The spectral moments of the edge adjacency matrix (ESpmku, ESpmkx, ESpmkd, ESpmkr) are calculated by summing the diagonal elements of the kth power of the edge adjacency matrix. The order k of the spectral moment is given by the power order of the matrix [E. Estrada, J.Chem.Inf.Comput.Sci. 1996, 36, 844-849]; DRAGON provides spectral moments up to order 15 and applies a logarithmic transformation log(1 + ESPm).

The kth order spectral moment can be expressed as the linear combination of the counts of different structural fragments (subgraphs) in the graph. For example, the zero-order spectral moment corresponds to the number of edges in the graph. Several relations between spectral moments and fragment counts were derived by Estrada [E. Estrada, J.Chem.Inf.Comput.Sci. 1998, 38, 23-27; S. Markovic, I. Gutman, J.Chem.Inf.Comput.Sci. 1999, 39, 289-293].

 

By replacing the zero elements in the edge adjacency matrix diagonal with specific bond properties, new weighted edge adjacency matrices can be obtained, each encoding specific chemical information. DRAGON calculates three weighted edge adjacency matrices by using as the bond properties the edge degree (symbol x), the dipole moment (symbol d) and parameters related to the resonance integral (symbol r). The edge degree of a given bond is automatically calculated by the software, being the number of adjacent bonds. Dipole moment values for different bond-types are reported in the table below.

 

Bond type	Dipole moment	Bond type	Dipole moment
C – F	1.5	C = O	2.40
C – Cl	1.56	C – S	2.95
C(Cl)  – Cl	1.20	C = S	2.80
C(Cl)(Cl) – Cl	0.83	N – O	0.3
C – Br	1.48	N – [O –]	3.20
C – I	1.29	N = O	2.0
C – N	0.40	S – [O –]	2.90
C = N	0.9	C(*)(*)– C(*)(*)(*)	0.68
C # N	3.6	C(*)(*) – C	1.15
C – O	0.86	CC(*)(*)(*) =	1.48

 

The resonance-weighted edge adjacency matrix is obtained by replacing the diagonal elements of the edge adjacency matrix with parameters kC-X. 

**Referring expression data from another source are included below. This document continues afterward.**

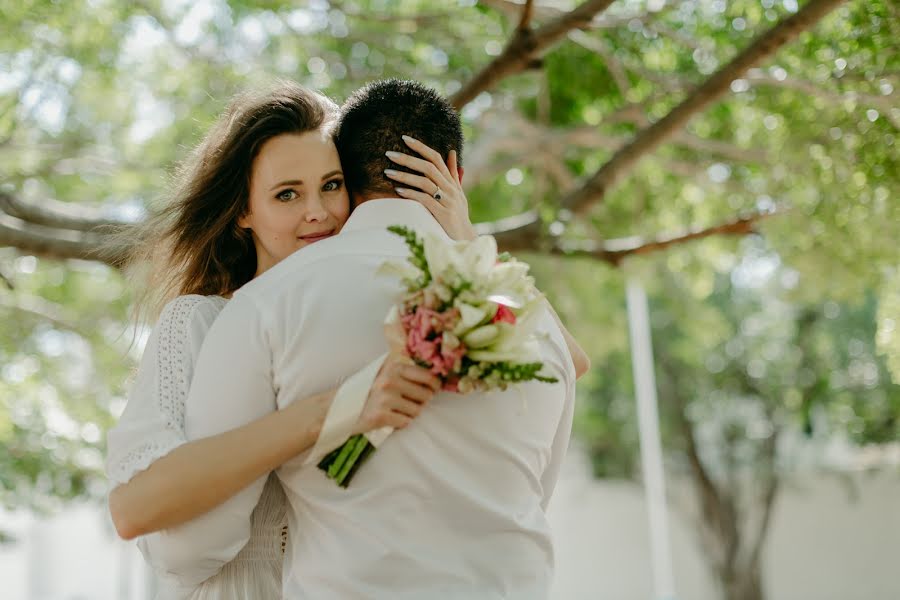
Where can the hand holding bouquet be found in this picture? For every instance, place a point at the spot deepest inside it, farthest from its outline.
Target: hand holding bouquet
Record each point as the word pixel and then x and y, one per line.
pixel 467 314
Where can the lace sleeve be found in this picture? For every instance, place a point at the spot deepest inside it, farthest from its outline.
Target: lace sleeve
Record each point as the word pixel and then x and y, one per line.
pixel 152 424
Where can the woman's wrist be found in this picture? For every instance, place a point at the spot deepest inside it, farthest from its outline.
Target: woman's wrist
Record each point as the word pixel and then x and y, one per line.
pixel 307 417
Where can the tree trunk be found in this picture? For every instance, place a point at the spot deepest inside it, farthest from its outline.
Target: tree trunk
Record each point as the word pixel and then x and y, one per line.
pixel 742 583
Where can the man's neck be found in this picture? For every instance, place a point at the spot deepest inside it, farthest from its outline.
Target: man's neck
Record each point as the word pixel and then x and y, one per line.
pixel 365 197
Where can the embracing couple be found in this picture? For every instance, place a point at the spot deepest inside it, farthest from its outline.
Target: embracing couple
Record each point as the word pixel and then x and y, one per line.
pixel 265 262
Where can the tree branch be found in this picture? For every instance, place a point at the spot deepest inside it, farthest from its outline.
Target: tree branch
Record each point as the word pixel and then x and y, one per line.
pixel 711 90
pixel 884 103
pixel 614 251
pixel 58 243
pixel 56 214
pixel 526 46
pixel 650 138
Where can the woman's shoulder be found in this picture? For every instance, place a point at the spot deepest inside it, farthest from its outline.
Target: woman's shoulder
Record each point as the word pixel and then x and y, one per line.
pixel 190 313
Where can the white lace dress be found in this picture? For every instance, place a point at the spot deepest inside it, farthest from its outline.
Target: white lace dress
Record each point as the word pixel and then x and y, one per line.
pixel 151 426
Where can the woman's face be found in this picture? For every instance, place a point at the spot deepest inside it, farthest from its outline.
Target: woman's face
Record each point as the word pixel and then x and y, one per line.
pixel 297 196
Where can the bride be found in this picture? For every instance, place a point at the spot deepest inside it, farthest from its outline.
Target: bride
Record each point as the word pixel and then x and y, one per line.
pixel 265 182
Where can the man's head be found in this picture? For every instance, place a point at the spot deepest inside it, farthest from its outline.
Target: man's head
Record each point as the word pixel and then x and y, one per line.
pixel 372 122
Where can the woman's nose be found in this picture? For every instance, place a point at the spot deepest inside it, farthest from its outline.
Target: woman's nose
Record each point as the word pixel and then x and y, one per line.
pixel 315 209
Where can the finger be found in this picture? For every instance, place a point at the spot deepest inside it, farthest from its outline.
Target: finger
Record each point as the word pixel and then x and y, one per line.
pixel 433 206
pixel 430 154
pixel 421 376
pixel 414 391
pixel 453 166
pixel 422 167
pixel 407 407
pixel 416 181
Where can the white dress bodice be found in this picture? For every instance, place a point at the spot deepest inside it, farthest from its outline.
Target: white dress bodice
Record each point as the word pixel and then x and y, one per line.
pixel 151 426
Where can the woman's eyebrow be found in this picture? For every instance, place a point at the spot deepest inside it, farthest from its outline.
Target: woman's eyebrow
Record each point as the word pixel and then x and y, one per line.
pixel 287 182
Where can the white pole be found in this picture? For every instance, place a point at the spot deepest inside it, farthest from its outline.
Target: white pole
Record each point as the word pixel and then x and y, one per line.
pixel 651 447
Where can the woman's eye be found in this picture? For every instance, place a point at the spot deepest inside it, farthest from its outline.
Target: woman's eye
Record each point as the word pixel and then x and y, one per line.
pixel 333 185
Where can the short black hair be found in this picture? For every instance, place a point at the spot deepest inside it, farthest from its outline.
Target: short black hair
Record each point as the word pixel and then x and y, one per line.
pixel 375 117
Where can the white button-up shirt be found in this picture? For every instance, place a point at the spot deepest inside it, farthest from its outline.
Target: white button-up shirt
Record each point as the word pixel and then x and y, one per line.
pixel 452 506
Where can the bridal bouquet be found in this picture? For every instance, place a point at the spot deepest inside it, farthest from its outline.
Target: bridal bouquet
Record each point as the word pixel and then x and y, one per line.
pixel 467 314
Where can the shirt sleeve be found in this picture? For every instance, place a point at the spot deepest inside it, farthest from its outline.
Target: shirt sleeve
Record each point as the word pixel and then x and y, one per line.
pixel 232 386
pixel 558 360
pixel 152 424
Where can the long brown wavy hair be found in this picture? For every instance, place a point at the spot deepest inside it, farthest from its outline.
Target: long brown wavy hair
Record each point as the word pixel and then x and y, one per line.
pixel 193 245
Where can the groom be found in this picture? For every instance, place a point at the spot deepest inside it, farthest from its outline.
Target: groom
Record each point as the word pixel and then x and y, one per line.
pixel 451 507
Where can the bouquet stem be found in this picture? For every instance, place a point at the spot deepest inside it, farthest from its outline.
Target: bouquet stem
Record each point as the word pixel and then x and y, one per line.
pixel 342 463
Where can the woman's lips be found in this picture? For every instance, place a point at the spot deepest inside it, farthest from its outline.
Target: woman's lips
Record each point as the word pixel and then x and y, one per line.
pixel 309 239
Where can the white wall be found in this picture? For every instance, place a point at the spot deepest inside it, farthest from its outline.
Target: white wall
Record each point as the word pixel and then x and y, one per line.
pixel 824 545
pixel 829 540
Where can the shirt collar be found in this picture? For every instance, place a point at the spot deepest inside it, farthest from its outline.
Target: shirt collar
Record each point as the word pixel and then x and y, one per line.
pixel 380 213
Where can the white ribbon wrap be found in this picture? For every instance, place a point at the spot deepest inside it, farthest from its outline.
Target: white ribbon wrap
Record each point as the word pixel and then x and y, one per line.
pixel 348 404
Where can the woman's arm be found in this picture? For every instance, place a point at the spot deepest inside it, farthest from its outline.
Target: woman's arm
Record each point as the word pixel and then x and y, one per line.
pixel 200 475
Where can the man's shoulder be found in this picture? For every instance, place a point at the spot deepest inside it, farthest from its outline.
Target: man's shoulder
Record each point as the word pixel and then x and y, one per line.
pixel 316 261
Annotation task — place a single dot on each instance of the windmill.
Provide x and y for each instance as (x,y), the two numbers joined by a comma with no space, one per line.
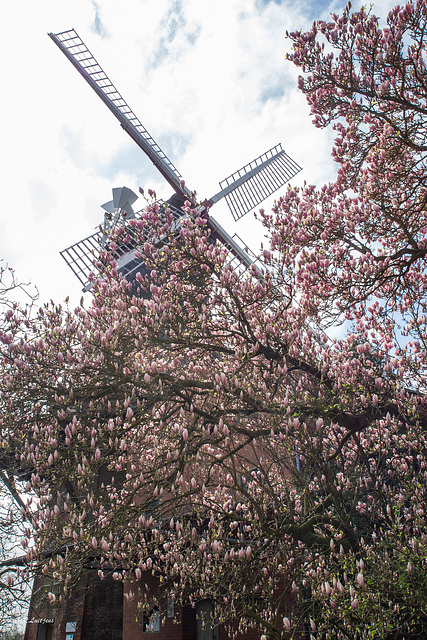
(243,190)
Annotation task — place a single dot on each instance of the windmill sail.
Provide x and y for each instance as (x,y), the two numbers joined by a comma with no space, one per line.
(79,55)
(252,184)
(243,190)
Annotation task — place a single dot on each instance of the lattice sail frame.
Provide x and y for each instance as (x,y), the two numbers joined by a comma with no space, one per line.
(243,190)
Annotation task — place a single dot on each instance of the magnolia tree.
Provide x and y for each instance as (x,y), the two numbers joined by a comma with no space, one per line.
(198,424)
(14,578)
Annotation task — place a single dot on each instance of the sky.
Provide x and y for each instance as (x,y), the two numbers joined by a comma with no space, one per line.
(207,78)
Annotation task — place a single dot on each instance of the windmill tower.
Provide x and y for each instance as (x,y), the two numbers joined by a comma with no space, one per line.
(244,190)
(103,616)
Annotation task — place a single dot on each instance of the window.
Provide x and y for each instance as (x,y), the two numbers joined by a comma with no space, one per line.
(151,620)
(206,625)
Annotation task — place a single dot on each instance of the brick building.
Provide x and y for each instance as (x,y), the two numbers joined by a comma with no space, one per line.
(101,610)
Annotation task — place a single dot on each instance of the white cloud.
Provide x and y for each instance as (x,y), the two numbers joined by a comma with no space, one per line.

The values of the parameter kC-X, which is used in the Hückel matrix and related to the resonance integral of the bond between the heteroatom X and the carbon atom C, proposed by Estrada and used in DRAGON are reported in the table below.

 

C – X bond	kC–X	C – X bond	kC–X
C  – C	1.0	C – S	0.7
C – N	0.9	C – F	0.7
C – O	0.8	C – Cl	0.4
C = O	1.2	C – Br	0.3
C - B	0.7	C - I	0.1

 

Eigenvalues from the three weighted edge adjacency matrices are also provided by DRAGON (EEigkx, EEigkd, EEigkr). For each molecular matrix the first 15 eigenvalues are retained. These molecular descriptors have not yet been proposed in the literature and therefore their meaning and role in QSAR modelling need to be a little more studied.